Hey livetoride4666. I recently bought a Galaxy S3 in January 2013 and HAD a protector on it. I never dropped it, loaned it or did ANYTHING to it and noticed one day that it was cracked from the top middle halfway down to the botton left. I have no insurance on the phone but thought I would try to get it repaired under the factory warranty. After 2 phone calls to Verizon Warranty and visiting two different Verizon stores (where they admitedly told me these things crack from the underside sometimes) they are telling me basically that I am lying and dropped it. I am very careful with my phone and did NOT drop it. (So much for "indestructable gorilla glass!) Long story short I am now forced to use a broken phone that I did not break for the next 18 months and at the end of this time will be dropping Verizon for another carrier. I have been a LONG time faithful customer as my wife has (who admittedly dropped her iPhone 4S this month and could not get it repaired through Verizon because there was a $180 "deductible" on her insurance through them which was MORE than she paid for the phone!) so we are done with Verizon when our contracts are up. So, yes, sometimes the Samsung Galaxy S3 can break by itself (not sure about the HTC) and if you have Verizon as a carrier beware, they probably wont fix it.
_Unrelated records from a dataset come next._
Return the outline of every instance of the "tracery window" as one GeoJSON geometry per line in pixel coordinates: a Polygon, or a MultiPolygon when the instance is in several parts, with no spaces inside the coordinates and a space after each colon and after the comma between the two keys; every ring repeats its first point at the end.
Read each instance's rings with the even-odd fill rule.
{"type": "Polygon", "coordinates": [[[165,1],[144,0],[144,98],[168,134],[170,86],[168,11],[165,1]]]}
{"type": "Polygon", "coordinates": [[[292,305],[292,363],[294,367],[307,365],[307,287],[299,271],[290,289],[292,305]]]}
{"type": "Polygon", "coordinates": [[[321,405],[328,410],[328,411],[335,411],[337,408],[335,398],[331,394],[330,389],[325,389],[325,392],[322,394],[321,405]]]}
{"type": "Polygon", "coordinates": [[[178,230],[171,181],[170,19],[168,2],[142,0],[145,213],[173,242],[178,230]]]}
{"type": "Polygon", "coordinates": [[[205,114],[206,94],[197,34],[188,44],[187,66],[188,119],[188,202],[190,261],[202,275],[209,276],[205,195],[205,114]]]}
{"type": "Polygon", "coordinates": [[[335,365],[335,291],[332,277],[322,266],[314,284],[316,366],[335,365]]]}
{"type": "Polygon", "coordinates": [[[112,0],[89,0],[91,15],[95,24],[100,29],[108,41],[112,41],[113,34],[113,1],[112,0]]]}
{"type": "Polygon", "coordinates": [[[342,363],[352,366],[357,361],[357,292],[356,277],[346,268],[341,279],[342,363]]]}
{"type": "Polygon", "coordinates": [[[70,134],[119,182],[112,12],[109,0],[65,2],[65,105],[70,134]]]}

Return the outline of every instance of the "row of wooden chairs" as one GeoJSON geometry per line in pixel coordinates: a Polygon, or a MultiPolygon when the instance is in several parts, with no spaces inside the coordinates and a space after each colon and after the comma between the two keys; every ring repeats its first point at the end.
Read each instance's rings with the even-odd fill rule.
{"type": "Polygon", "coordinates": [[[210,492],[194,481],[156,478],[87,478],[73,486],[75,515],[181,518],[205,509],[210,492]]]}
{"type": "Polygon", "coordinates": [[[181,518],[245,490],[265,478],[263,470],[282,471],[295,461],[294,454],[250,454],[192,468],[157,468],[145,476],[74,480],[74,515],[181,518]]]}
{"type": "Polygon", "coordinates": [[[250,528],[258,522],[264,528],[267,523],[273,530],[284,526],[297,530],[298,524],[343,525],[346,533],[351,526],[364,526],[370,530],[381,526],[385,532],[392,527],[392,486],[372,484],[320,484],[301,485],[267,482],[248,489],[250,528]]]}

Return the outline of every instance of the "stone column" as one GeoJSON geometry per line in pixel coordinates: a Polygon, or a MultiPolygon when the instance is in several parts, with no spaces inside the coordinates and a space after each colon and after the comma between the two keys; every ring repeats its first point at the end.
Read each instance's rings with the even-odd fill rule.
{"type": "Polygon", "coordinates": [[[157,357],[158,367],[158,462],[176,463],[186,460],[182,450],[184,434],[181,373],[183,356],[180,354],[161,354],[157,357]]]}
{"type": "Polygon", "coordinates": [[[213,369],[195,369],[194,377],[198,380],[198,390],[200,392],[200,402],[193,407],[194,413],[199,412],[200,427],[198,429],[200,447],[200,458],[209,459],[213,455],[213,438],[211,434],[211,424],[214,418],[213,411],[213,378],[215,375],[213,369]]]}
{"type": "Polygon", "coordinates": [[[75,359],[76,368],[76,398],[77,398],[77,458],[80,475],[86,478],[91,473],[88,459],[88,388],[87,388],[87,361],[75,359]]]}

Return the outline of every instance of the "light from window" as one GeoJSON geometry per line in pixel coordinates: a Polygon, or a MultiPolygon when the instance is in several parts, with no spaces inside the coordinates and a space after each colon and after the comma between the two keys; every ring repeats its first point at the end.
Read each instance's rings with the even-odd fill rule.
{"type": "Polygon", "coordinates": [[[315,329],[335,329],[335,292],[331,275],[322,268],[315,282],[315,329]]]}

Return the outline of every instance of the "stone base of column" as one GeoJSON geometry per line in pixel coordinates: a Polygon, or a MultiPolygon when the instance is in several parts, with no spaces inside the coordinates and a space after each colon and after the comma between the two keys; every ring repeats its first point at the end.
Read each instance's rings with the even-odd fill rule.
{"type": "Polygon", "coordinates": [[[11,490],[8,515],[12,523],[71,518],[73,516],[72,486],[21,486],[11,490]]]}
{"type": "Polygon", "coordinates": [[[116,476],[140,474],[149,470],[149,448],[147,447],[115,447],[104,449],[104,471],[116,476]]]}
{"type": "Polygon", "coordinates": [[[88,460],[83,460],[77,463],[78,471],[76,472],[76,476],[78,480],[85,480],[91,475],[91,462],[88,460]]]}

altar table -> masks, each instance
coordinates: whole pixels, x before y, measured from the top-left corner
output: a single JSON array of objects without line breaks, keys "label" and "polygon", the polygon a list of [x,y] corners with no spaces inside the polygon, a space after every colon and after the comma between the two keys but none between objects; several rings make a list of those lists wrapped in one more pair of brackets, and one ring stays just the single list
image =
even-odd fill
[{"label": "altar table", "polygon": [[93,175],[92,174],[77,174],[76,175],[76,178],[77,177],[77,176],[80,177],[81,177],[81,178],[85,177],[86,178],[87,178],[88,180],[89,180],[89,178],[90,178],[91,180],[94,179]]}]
Look, I don't like Verizon anymore than you do but look at it from their perspective:
Phones don't just crack open. There has to be something you did in order for that to occur. If the issue was a manufacturing issue, then I am sure they would have replaced it through Apple, but cracked screens are the fault of the user. You probably dinged it on something and it cracked and you didn't notice.
I had a guy once that nicked his phone with his seatbelt and the whole front cracked from that. You probably just didn't notice when it happened.
If you were in the same position as Verizon, you would do the same thing.
Also, there is always confusion amongst consumers as to why there is a deductible. My insurance has no deductible but the reason that you sometimes pay more for deductible than what you paid for the phone is because the price of the phone off contract is about $600. A $150 deductible is a fraction of that cost. You sign a contract because the carrier is subsidizing your handset, and they can't be profitable if they just exchange every broken phone every time.
Every carrier insurance has the same exact rules.
As I said, I am no fan of Verizon so I am not defending them, I am simply stating how this works. And why.